More than 100 infants and children were exposed to mercury vapors in the day care for up to 18 months after it opened in 2004 despite the presence of dangerous levels of toxins.
Judge Anne McDonnell found Jim Sullivan Inc. and its principals, who acquired the property and converted it into the day care, and the factory owner, Philip J. Giuliano, are liable for the remediation.
Acting Attorney General John J. Hoffman announced the judge’s decision Thursday, calling it “a very significant legal win” for the public and the state’s environmental protection efforts. “It is only fitting that the original polluters – as well as those who bought the property from them and leased it to others without doing their homework — are held accountable.” The attorney general’s office had filed a motion for summary judgement to recoup the money.
The judge decided the various owners share a total liability of $2.04 million for the clean-up, but Giuliano and his defunct thermometer manufacturing company, Accutherm Inc., are liable for an additional $4.09 million because they failed to comply with a DEP directive to clean up the site after several mercury spills were discovered.
Neither Giuliano,, nor Jim Sullivan III., the principal who rented the building to a day care, were immediately available for comment.
“In New Jersey, we hold firmly to the principle that those responsible for cleanups should be held liable for the cost of that work,” said Department of Environmental Protection Commissioner Bob Martin. He said: “This ruling holds particular significance because this pollution so directly impacted children and their families. . . Today, the DEP, the New Jersey Department of Health and local agencies work closely together under a state law passed as a direct result of Kiddie Kollege to protect our children in day cares and schools.”

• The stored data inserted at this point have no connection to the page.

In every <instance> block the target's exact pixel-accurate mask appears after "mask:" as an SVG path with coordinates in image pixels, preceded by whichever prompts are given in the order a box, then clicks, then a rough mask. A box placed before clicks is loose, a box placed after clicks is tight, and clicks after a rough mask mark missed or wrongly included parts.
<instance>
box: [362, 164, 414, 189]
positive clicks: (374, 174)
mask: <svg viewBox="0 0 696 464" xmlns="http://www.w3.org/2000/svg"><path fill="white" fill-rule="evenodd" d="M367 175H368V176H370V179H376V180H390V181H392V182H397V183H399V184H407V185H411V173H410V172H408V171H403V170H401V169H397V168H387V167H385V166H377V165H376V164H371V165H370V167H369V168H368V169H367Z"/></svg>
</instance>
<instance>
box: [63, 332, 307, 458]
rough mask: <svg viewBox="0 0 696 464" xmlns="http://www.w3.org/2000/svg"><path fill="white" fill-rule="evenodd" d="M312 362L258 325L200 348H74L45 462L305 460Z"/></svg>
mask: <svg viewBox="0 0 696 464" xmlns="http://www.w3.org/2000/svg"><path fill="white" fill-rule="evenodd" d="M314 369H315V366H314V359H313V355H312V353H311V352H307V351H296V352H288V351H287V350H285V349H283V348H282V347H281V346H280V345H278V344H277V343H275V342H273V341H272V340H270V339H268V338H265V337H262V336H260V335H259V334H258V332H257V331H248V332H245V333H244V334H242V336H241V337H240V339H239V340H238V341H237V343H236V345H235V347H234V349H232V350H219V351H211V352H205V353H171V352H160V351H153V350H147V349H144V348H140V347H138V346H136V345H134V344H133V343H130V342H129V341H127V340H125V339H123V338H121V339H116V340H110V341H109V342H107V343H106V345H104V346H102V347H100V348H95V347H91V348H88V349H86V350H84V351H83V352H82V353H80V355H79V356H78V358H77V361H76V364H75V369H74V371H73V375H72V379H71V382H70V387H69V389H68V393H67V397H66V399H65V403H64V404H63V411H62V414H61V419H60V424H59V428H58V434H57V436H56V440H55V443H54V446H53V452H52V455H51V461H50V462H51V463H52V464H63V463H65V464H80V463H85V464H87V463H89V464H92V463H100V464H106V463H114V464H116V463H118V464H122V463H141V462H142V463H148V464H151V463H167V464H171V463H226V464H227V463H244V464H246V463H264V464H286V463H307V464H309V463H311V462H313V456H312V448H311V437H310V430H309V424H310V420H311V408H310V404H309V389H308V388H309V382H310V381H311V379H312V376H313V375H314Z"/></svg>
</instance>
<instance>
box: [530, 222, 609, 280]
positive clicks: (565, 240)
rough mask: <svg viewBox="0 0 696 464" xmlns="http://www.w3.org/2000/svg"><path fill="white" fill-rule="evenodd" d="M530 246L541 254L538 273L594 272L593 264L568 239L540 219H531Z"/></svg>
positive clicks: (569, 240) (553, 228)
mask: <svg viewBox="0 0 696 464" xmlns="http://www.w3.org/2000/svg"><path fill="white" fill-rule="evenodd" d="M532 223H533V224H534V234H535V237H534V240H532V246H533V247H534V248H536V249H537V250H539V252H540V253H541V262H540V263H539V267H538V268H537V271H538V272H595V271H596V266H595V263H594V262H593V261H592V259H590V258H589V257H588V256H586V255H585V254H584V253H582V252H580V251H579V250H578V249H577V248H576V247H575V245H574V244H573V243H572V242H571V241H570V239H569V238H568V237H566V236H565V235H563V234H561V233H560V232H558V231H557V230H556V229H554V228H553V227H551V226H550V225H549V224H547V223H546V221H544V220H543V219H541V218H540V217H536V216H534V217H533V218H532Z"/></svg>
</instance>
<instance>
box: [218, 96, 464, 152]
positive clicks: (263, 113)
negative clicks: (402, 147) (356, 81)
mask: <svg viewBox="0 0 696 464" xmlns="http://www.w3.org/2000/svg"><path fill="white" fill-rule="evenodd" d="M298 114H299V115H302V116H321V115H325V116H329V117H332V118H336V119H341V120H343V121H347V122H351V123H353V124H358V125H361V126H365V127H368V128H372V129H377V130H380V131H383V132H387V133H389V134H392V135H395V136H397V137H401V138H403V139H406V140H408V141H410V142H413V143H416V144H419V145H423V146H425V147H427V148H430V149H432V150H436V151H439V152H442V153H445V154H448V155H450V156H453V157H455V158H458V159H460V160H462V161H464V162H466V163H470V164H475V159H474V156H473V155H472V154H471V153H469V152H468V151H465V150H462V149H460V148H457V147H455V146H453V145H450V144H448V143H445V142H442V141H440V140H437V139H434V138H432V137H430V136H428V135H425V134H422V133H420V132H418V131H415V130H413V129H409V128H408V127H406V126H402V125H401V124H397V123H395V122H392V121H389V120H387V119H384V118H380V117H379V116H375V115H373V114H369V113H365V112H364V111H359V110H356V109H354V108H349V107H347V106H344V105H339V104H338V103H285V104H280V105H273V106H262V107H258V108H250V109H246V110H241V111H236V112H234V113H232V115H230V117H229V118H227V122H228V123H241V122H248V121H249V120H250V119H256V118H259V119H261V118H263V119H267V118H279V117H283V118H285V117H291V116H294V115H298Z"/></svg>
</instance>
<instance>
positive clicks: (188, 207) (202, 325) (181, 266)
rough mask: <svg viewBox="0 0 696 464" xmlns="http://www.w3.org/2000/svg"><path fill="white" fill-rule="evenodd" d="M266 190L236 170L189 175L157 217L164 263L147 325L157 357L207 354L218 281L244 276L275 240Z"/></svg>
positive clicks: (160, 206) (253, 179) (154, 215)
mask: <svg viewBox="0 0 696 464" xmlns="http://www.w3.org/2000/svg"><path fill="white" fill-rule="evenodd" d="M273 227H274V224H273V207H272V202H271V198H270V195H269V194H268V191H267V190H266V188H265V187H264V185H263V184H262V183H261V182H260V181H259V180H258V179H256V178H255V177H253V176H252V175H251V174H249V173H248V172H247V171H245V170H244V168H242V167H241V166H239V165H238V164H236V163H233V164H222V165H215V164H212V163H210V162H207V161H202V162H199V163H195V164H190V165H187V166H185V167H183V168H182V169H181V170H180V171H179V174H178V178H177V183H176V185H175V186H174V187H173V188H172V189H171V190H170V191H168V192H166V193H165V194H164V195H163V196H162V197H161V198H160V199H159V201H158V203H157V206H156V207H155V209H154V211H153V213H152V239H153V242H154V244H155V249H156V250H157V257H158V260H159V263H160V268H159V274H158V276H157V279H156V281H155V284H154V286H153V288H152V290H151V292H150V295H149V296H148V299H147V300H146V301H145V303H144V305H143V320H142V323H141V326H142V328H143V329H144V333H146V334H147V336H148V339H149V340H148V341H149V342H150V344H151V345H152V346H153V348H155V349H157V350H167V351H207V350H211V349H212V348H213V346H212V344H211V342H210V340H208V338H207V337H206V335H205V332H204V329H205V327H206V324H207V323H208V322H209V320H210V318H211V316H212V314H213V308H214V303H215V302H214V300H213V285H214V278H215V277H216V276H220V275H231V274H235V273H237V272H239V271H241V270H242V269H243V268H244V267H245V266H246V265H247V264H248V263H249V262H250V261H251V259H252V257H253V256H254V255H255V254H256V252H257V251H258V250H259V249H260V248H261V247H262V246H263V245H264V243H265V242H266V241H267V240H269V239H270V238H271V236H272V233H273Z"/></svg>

The DEP abruptly closed Kiddie Kollege in July 2006 after tests found the toxins were still present in the building. A DEP inspector several months earlier had been surprised to see children in the building, which was on the state’s contaminated sites list and was awaiting a state-ordered clean-up.
The building had been acquired by the Sullivan family at a tax sale and was subsequently to the day care, which provided services for babies and children between eight months and 13 years. The judge said the contamination “could have been discovered by research of historical use, or examination of the DEP’s contaminated sites list, or by following their attorney’s advice to engage an environmental professional to assess the property before proceeding to foreclose the tax sale certificates.”

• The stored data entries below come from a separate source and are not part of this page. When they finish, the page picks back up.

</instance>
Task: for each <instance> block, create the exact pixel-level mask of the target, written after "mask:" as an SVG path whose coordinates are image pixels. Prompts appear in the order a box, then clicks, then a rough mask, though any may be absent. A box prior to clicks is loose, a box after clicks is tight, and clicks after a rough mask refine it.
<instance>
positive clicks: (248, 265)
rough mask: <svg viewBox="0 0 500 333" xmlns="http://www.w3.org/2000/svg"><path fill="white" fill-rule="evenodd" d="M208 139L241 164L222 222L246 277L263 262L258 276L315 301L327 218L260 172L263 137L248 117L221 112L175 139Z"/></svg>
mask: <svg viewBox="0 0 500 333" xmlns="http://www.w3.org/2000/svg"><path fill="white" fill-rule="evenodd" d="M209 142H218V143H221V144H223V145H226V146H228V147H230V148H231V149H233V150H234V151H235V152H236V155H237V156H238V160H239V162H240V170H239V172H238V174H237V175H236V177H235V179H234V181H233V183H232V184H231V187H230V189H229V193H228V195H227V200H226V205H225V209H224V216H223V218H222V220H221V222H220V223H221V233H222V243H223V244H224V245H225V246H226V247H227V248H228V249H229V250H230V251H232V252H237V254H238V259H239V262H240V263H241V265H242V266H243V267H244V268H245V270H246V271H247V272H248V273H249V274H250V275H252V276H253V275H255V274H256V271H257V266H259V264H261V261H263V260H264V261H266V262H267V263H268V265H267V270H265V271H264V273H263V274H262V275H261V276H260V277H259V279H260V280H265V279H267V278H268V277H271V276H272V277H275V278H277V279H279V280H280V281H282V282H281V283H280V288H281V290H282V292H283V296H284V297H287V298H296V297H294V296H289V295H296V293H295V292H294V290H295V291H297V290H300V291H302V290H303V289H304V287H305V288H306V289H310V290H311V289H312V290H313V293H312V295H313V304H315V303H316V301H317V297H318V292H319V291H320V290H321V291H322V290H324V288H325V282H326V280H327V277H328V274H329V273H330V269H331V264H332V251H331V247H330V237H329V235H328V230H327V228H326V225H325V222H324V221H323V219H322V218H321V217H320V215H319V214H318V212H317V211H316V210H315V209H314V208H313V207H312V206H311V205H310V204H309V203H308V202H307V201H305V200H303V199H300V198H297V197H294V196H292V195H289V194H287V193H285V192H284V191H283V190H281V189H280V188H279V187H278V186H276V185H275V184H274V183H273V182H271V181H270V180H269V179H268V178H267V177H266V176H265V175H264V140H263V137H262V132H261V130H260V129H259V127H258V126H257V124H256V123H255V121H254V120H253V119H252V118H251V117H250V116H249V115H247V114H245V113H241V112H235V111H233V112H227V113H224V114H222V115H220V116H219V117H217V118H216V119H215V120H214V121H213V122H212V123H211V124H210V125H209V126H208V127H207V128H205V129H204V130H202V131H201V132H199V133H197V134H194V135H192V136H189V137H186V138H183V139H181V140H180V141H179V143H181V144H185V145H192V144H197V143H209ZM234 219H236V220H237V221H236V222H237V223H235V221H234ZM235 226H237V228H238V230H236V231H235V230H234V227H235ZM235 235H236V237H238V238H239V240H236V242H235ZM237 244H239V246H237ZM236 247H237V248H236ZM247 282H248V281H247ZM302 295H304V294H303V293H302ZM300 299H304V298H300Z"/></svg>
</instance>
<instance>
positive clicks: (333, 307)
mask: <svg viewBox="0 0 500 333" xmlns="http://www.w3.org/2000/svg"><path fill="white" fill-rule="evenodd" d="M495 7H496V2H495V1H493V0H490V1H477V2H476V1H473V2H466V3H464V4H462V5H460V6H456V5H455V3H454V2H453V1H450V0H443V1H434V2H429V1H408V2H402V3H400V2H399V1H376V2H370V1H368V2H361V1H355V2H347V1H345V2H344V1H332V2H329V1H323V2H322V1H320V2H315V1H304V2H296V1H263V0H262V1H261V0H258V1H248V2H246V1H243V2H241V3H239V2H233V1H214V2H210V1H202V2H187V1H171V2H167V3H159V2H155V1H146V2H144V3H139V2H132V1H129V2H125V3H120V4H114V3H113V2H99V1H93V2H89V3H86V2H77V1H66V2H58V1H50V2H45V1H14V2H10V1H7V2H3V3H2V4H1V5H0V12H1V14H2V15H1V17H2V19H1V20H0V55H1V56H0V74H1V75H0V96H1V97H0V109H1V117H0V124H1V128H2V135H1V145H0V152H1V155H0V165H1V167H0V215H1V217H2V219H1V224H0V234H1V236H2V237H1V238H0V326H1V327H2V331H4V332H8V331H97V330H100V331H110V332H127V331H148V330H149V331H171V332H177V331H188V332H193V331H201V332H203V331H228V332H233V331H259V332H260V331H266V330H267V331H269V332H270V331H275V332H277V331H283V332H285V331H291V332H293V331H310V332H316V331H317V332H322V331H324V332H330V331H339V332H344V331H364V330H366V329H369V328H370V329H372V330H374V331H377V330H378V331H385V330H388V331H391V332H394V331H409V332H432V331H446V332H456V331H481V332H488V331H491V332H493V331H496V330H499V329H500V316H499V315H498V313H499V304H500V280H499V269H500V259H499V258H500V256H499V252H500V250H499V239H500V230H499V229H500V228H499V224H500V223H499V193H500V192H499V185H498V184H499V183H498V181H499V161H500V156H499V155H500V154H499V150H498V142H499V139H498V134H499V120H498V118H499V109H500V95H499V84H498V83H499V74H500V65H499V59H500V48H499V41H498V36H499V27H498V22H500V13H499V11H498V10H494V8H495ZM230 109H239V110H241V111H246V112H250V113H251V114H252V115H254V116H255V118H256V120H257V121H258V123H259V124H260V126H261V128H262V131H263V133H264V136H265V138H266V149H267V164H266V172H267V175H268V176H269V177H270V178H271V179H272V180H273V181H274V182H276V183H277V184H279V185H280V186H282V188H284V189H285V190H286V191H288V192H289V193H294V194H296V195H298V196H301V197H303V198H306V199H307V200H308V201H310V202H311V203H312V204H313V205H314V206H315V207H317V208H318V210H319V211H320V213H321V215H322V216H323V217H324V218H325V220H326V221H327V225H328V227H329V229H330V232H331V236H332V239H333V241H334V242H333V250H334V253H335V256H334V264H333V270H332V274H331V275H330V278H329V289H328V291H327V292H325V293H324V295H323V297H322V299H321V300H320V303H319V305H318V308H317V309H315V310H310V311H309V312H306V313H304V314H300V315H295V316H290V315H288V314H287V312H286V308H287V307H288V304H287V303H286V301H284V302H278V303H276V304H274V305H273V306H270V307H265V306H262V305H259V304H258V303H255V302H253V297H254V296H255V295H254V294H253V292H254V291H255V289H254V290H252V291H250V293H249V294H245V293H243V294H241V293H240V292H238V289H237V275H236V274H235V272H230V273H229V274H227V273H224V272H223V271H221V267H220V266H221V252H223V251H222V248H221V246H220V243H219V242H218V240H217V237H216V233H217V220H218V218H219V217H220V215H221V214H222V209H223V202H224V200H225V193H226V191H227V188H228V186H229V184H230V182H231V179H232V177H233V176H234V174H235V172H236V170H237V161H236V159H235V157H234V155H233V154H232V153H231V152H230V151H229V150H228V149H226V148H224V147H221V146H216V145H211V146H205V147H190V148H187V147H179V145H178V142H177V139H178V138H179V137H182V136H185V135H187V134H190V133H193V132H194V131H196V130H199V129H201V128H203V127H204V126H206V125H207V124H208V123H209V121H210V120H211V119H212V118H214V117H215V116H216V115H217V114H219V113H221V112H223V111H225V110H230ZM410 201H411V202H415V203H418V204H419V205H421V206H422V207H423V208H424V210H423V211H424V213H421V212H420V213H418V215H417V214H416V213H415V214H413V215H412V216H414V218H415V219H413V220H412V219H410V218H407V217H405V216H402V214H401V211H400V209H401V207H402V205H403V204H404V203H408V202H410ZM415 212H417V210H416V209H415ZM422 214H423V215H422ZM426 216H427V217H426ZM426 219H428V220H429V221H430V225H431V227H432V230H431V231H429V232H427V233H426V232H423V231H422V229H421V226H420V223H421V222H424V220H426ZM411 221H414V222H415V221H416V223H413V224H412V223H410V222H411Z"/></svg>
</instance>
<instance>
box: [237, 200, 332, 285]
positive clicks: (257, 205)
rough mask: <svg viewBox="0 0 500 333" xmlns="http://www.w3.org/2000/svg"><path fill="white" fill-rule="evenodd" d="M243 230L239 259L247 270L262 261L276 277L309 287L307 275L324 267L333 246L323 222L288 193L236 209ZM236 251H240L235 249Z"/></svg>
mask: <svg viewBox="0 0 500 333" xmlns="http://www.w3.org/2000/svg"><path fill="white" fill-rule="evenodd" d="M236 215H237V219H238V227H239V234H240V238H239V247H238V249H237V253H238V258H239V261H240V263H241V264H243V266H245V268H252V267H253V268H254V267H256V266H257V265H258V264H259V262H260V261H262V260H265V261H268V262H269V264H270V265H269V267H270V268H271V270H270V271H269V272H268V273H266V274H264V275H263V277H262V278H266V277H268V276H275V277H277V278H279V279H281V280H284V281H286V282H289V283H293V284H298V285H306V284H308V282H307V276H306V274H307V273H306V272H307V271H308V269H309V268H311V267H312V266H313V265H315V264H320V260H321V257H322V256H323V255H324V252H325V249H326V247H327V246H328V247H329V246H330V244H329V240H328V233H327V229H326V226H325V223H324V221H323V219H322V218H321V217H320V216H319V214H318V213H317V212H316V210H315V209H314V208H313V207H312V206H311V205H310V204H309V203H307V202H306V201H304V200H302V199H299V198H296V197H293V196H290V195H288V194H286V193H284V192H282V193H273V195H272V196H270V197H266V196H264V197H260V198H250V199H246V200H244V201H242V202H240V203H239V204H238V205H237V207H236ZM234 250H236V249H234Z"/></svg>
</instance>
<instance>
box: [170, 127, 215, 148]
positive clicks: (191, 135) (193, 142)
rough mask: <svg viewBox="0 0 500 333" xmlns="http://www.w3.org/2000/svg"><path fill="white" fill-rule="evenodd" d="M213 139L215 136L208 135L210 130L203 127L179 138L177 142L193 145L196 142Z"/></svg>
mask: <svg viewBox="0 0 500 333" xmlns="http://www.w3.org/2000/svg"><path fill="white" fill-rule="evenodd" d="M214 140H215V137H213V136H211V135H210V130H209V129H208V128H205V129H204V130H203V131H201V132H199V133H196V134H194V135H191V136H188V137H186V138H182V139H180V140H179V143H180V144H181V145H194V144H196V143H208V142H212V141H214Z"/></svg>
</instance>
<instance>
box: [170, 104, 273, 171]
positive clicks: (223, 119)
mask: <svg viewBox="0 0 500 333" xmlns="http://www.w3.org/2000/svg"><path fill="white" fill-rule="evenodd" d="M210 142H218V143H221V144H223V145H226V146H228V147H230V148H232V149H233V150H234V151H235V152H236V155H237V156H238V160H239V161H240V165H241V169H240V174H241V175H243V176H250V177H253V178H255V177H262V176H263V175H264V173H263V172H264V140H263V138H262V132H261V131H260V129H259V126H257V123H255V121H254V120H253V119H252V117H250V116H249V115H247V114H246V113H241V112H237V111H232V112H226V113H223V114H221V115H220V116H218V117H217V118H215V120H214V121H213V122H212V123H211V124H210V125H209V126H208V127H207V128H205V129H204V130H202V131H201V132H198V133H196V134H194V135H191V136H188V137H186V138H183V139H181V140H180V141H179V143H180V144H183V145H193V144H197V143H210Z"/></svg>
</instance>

Class action lawsuits that were filed on behalf of the children who attended Kiddie Kollege held the state, the county, the town and the owners of the building and the day care liable, claiming they were negligent and exposed the children to mercury, which can cause brain, nervous system, and kidney problems.

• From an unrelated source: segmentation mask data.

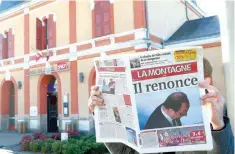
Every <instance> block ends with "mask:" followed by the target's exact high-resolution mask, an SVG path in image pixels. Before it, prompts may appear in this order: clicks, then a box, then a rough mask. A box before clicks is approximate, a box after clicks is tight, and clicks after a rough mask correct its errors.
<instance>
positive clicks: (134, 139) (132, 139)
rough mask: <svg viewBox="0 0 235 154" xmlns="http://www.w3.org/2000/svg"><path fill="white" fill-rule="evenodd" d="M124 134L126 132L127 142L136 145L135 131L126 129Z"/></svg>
mask: <svg viewBox="0 0 235 154" xmlns="http://www.w3.org/2000/svg"><path fill="white" fill-rule="evenodd" d="M126 132H127V139H128V142H130V143H132V144H134V145H137V137H136V131H135V130H134V129H131V128H129V127H126Z"/></svg>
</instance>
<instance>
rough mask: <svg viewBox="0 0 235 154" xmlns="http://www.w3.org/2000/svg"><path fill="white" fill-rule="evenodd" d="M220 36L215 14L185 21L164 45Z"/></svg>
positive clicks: (193, 40) (204, 38) (217, 20)
mask: <svg viewBox="0 0 235 154" xmlns="http://www.w3.org/2000/svg"><path fill="white" fill-rule="evenodd" d="M219 36H220V25H219V19H218V17H217V16H211V17H205V18H201V19H195V20H189V21H186V22H185V23H184V24H183V25H182V26H181V27H180V28H179V29H178V30H177V31H176V32H175V33H174V34H173V35H172V36H171V37H170V38H169V39H168V40H167V41H166V42H165V43H164V45H171V44H178V43H185V42H191V41H198V40H203V39H209V38H216V37H219Z"/></svg>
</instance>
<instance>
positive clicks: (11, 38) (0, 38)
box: [0, 28, 14, 59]
mask: <svg viewBox="0 0 235 154" xmlns="http://www.w3.org/2000/svg"><path fill="white" fill-rule="evenodd" d="M11 57H14V34H13V29H12V28H10V29H9V30H8V31H5V32H4V34H0V59H7V58H11Z"/></svg>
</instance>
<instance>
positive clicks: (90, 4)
mask: <svg viewBox="0 0 235 154" xmlns="http://www.w3.org/2000/svg"><path fill="white" fill-rule="evenodd" d="M88 1H89V3H90V6H91V11H92V10H94V8H95V2H94V0H88Z"/></svg>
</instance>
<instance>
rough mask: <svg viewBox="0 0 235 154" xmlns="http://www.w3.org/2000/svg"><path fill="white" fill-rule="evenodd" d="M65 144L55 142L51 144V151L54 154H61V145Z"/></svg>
mask: <svg viewBox="0 0 235 154" xmlns="http://www.w3.org/2000/svg"><path fill="white" fill-rule="evenodd" d="M65 143H67V142H66V141H62V142H61V141H55V142H54V143H52V151H53V152H54V153H56V154H61V153H62V150H63V147H62V146H63V144H65Z"/></svg>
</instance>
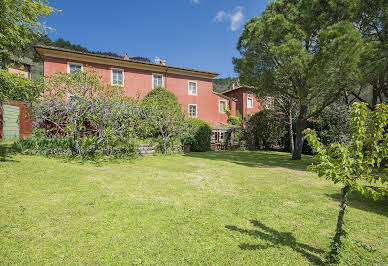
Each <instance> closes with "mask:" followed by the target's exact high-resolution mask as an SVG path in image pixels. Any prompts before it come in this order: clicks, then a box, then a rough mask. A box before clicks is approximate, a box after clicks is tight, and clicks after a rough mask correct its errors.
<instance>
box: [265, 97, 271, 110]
mask: <svg viewBox="0 0 388 266" xmlns="http://www.w3.org/2000/svg"><path fill="white" fill-rule="evenodd" d="M271 107H272V100H271V97H267V98H266V99H265V109H271Z"/></svg>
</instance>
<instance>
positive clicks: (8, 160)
mask: <svg viewBox="0 0 388 266" xmlns="http://www.w3.org/2000/svg"><path fill="white" fill-rule="evenodd" d="M11 146H12V145H11V144H10V143H7V142H2V141H0V162H19V161H15V160H13V159H12V156H11V155H12V154H13V151H12V149H11Z"/></svg>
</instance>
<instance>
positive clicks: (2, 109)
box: [0, 101, 32, 139]
mask: <svg viewBox="0 0 388 266" xmlns="http://www.w3.org/2000/svg"><path fill="white" fill-rule="evenodd" d="M7 104H9V105H13V106H19V137H20V138H25V137H28V136H31V134H32V120H31V117H30V112H29V111H28V109H27V107H26V106H25V105H24V104H23V103H22V102H18V101H9V102H7ZM1 138H3V109H2V108H0V139H1Z"/></svg>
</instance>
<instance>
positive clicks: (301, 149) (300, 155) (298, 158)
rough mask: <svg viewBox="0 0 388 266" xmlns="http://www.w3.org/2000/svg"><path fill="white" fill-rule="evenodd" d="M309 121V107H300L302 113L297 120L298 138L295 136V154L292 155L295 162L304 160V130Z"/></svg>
mask: <svg viewBox="0 0 388 266" xmlns="http://www.w3.org/2000/svg"><path fill="white" fill-rule="evenodd" d="M306 120H307V106H305V105H302V106H301V107H300V112H299V116H298V119H297V120H296V128H295V130H296V136H295V144H294V152H293V153H292V159H293V160H300V159H301V158H302V149H303V140H304V136H303V130H305V127H306Z"/></svg>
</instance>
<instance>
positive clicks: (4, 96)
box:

All levels of government had oversight over the day care, yet they failed to prevent the business from opening without a proper cleanup, according to a 2011 decision issued by now retired Judge James Rafferty. The owners of the building also were liable, the court said, because they had failed to verify that the cleanup was done. The litigation led to a $1.5 million medical monitoring fund for the children. But since it was set up six years after the exposure, the majority of the parents decided against having their children participate.